Complete step by step answer:
Rewrite the equation for the Jurin’s law.
\[h = \dfrac{{2T\cos \theta }}{{\rho gr}}\]
Rearrange the above equation for angle of contact of the water with the glass of the capillary tube.
\[\theta = {\cos ^{ - 1}}\left( {\dfrac{{h\rho gr}}{{2T}}} \right)\]
The density of the water is \[1000\,{\text{kg/}}{{\text{m}}^3}\].
\[\rho = 1000\,{\text{kg/}}{{\text{m}}^3}\]
The rough value of acceleration due to gravity is \[10\,{\text{m/}}{{\text{s}}^{\text{2}}}\] .
\[g = 10\,{\text{m/}}{{\text{s}}^{\text{2}}}\]
Substitute \[2\,{\text{cm}}\] for \[h\], \[1000\,{\text{kg/}}{{\text{m}}^3}\] for \[\rho \], \[10\,{\text{m/}}{{\text{s}}^{\text{2}}}\] for \[g\], \[0.25\,{\text{mm}}\] for \[r\] and \[0.07\,{\text{N}} \cdot {\text{m}}\] for \[T\] in the above equation.
\[\theta = {\cos ^{ - 1}}\left( {\dfrac{{\left( {2\,{\text{cm}}} \right)\left( {1000\,{\text{kg/}}{{\text{m}}^3}} \right)\left( {10\,{\text{m/}}{{\text{s}}^{\text{2}}}} \right)\left( {0.25\,{\text{mm}}} \right)}}{{2\left( {0.07\,{\text{N}} \cdot {\text{m}}} \right)}}} \right)\]
\[ \Rightarrow \theta = {\cos ^{ - 1}}\left( {\dfrac{{\left( {2 \times {{10}^{ - 2}}\,{\text{m}}} \right)\left( {1000\,{\text{kg/}}{{\text{m}}^3}} \right)\left( {10\,{\text{m/}}{{\text{s}}^{\text{2}}}} \right)\left( {0.25 \times {{10}^{ - 3}}\,{\text{m}}} \right)}}{{2\left( {0.07\,{\text{N}} \cdot {\text{m}}} \right)}}} \right)\]
\[ \Rightarrow \theta = {\cos ^{ - 1}}\left( {\dfrac{{0.5}}{{0.14}}} \right)\]

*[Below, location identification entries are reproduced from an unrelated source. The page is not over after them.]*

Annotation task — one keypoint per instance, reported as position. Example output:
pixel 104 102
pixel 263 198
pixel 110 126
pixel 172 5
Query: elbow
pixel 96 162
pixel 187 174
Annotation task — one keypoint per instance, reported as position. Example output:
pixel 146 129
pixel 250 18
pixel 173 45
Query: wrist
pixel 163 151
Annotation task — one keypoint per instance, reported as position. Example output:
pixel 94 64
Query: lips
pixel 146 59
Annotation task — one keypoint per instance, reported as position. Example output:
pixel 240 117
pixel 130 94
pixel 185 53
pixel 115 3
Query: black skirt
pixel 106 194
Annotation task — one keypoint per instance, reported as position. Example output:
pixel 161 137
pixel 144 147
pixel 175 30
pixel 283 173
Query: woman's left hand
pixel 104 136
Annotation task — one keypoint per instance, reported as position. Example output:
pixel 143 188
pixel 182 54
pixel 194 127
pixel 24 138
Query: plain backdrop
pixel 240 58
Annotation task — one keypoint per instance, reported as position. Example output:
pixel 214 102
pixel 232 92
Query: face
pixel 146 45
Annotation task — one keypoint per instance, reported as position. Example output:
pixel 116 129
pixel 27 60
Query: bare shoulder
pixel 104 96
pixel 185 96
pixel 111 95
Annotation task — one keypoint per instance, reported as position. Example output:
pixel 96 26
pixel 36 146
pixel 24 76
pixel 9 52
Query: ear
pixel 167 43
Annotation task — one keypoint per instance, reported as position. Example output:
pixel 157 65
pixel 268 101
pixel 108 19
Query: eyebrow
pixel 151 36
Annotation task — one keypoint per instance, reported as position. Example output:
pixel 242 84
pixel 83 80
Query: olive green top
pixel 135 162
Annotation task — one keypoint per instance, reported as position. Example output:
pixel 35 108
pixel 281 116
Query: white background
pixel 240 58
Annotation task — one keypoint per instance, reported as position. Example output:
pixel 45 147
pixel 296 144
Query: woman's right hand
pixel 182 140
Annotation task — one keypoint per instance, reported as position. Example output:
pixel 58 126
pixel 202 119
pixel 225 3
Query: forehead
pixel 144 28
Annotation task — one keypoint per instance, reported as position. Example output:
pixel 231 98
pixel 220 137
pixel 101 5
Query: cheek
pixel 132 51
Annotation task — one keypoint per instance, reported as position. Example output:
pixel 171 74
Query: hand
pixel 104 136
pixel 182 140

\[ \Rightarrow \theta = {\cos ^{ - 1}}\left( {\dfrac{5}{{14}}} \right)\]
Therefore, the liquid meets the tube at an angle of \[{\cos ^{ - 1}}\left( {\dfrac{5}{{14}}} \right)\].
Hence, the correct option is C.

Note: The actual values of the density of the liquid and the acceleration due to gravity are \[997\,{\text{kg/}}{{\text{m}}^3}\] and \[9.8\,{\text{m/}}{{\text{s}}^{\text{2}}}\] respectively. For the sake of calculation, these values are rounded to \[1000\,{\text{kg/}}{{\text{m}}^3}\] and \[10\,{\text{m/}}{{\text{s}}^{\text{2}}}\] respectively.